LTO to terminate IT supplier’s contract
THE Land Transportation Office (LTO) said it would terminate its P3.14 billion contract with German information technology firm Dermalog due to underperformance.
The company was commissioned to develop the Land Transportation Management System (LTMS).
LTO Chief Assistant Secretary Vigor Mendoza 2nd said the agency was being assisted by the Office of the Solicitor General in the process of rescinding the contract, noting the action was approved by the Department of Transportation (DoTr).
“They have reviewed, and we have already provided them with the [Commission on Audit] report as early as last year,” Mendoza said, adding the termination process would be completed within the week.
Mendoza said they were coordinating with the Department of Information and Communications Technology to ensure that motor vehicle registration and driver’s license application will not be affected by the initiative.
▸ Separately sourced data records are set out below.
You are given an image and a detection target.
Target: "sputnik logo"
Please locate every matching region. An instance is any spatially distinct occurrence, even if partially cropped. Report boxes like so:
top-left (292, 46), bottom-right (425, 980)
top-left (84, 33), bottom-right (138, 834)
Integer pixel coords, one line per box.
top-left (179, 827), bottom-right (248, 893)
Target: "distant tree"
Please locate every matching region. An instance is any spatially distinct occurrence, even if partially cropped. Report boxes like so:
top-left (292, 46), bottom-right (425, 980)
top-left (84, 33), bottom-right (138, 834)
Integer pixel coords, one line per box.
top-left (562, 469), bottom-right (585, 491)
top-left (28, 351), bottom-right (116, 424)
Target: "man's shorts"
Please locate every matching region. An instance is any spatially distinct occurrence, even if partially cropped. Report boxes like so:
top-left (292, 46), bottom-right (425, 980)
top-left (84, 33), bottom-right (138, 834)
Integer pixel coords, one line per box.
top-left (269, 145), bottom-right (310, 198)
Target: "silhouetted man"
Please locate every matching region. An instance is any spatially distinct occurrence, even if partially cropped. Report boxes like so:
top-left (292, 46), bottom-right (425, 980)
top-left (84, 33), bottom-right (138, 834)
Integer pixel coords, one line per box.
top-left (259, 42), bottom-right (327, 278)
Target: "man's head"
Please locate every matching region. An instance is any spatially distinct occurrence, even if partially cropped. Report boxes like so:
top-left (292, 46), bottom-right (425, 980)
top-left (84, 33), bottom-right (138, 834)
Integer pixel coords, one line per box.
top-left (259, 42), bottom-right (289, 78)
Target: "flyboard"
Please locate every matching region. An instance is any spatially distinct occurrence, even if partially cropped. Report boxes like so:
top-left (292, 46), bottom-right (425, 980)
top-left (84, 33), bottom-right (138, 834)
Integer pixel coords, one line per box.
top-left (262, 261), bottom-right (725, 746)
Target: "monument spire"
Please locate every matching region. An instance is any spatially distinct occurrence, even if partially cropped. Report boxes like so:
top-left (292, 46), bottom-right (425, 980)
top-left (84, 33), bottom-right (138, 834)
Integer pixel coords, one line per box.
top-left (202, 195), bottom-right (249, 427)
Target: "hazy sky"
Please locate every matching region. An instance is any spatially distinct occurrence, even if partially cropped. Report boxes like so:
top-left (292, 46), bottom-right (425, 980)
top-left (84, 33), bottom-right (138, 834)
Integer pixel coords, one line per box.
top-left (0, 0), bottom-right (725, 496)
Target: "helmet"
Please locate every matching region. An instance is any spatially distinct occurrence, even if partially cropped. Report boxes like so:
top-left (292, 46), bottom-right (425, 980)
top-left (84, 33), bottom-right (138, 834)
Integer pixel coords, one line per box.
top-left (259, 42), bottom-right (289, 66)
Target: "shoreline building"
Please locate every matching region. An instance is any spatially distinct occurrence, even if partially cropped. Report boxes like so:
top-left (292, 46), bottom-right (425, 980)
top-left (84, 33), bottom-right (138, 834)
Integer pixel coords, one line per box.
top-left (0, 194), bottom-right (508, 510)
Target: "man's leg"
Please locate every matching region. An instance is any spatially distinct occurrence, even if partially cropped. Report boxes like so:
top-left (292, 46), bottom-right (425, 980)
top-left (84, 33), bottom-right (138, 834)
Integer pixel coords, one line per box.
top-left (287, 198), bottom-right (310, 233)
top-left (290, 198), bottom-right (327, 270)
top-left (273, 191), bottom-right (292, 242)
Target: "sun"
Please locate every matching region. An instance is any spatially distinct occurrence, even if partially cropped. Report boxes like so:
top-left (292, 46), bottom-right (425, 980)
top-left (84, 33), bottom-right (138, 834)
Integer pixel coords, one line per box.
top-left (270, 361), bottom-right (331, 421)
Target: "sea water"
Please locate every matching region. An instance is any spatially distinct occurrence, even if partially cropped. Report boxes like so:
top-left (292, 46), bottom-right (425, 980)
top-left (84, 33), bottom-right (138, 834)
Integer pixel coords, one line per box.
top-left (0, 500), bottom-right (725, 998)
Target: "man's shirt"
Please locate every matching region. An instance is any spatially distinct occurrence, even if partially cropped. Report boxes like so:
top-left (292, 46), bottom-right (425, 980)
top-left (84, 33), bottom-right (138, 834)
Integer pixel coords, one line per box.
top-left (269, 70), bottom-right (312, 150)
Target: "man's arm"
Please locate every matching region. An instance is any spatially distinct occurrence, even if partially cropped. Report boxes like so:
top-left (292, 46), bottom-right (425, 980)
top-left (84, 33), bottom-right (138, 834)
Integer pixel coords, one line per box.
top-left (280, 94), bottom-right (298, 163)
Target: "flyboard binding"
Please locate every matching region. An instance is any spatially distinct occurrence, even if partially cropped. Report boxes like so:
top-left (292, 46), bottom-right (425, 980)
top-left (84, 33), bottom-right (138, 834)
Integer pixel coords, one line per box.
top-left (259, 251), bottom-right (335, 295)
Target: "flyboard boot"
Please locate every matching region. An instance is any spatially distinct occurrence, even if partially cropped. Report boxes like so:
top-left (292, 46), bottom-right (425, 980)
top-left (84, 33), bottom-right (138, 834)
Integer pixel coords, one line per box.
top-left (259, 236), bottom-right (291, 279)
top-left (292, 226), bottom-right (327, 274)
The DoTr also said the LTMS still lacks features crucial to LTO’s daily operations, including a payment system.
The LTMS was developed through a joint venture agreement between Dermalog and its local partners Holy Family Printing Corp., Microgenesis, and Verzontal Builders Inc., after the German firm secured the project through competitive bidding in May 2018.
During a congressional hearing on March 7, House Committee on Transportation chairman and Antipolo City 2nd District Rep. Romeo Acop said that Dermalog violated two provisions of the government procurement manual when it failed to submit the required deliverables on time despite being granted 13 deadline extensions.
Acop added that the violations resulted in P1.119 billion worth of damages that merit the filing of termination of contract.